Mirza also paints a realistic portrait of Post-Partition Pakistan, still reeling from pangs of pain, sorrow and loss. She links this to Hassan’s (Hamza Haq)desire to become a trauma surgeon, only so he may put the pieces of his torn homeland back together, much like Humpty Dumpty. This feels all the more profound when connected to the death of the selfless Hassan, who was probably the only male in the household who could theoretically suture the open wound between Azra and Mariam. Lastly, the void left by the sudden separation of two nations that were once united by a blood bond and shared cultures itself feels akin to the grief of the displaced residents of both India and Pakistan. This is particularly true of the women like Mariam who are forced to conform to fill the void in their own hearts, which obviously isn’t the best coping mechanism.
Kaur and Haq are Wonderful
Amrit Kaur brings an effervescent energy to the double role of Azra and the young version of Mariam (a tongue-in-cheek reference to “Aradhana” where actor Rajesh Khanna played the dual role of the heroine’s lover and later her son). She is a natural at effortlessly switching between the Westernised accent of the Canada-bred Azra and the eloquent Urdu diction of the young Mariam, who has spent most of her life within the confines of her native in Karachi.

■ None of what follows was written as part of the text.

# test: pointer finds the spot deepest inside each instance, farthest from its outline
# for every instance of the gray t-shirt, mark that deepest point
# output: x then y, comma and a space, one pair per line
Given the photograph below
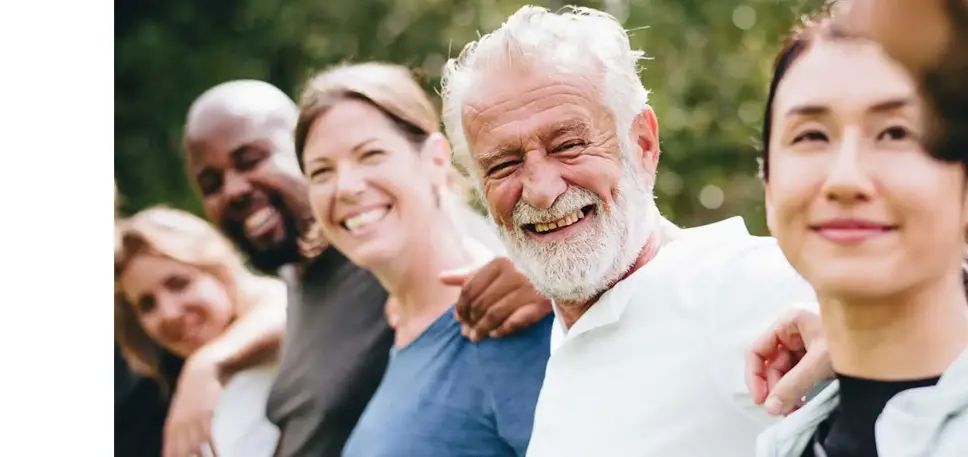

Hamza Haq’s portrayal of Azra’s doting and progressive dad Hassan—who inculcates his growing daughter with lessons on self-acceptance/self-affirmation—is equally charming. The overall characterisation harkens back to another supportive immigrant dad Ashoke Ganguli (remarkably played by the late Irrfan Khan in Mira Nair’s “The Namesake,” which is yet another tale on the immigrant experience dealing with similar themes such as displacement and belonging). Haq is also transfixing as the man of Mariam’s dreams during the film’s flashback sequences involving their tender love story, scenes that are frame-for-frame akin to Sharmila Tagore and Rajesh Khanna’s romantic interludes in “Aradhana.” Finally, Nimra Bucha is visceral as the older, heartbroken Mariam, particularly leaving a mark with her body language and dialogue delivery. This is evidenced by one gutting scene where her character collapses onto the kitchen floor after an argument with Azra, resulting in a further spiraling of her mental health.
Love Transcends All
“The Queen of My Dreams” also boasts a groovy soundtrack and immersive production values that transport viewers to both the Golden Age of Pakistan and the Golden Age of Bollywood. Editor Simone Smith’s incorporation of slide projector-esque transitions especially enhances its retro aesthetics when the movie shifts from one timeline and changing landscape to the next.
Overall, “The Queen of My Dreams” is sublime and unpreachy in conveying its pivotal message that each human is born with facets they keep, and other facets that are learnt or picked up as one grows. Many may consider these unchaste, but they still make an individual perfect, and which must be kept close to their hearts at all costs—as well as the imperfections or insecurities that change with time or mould us. Most importantly, it’s a timely reminder that during this turbulent rollercoaster known as life, love transcends above all else…as long as we let it.
“The Queen of My Dreams” screened at BFI Flare from 21-22 March and is also set to release theatrically in the UK and Ireland in Summer 2024.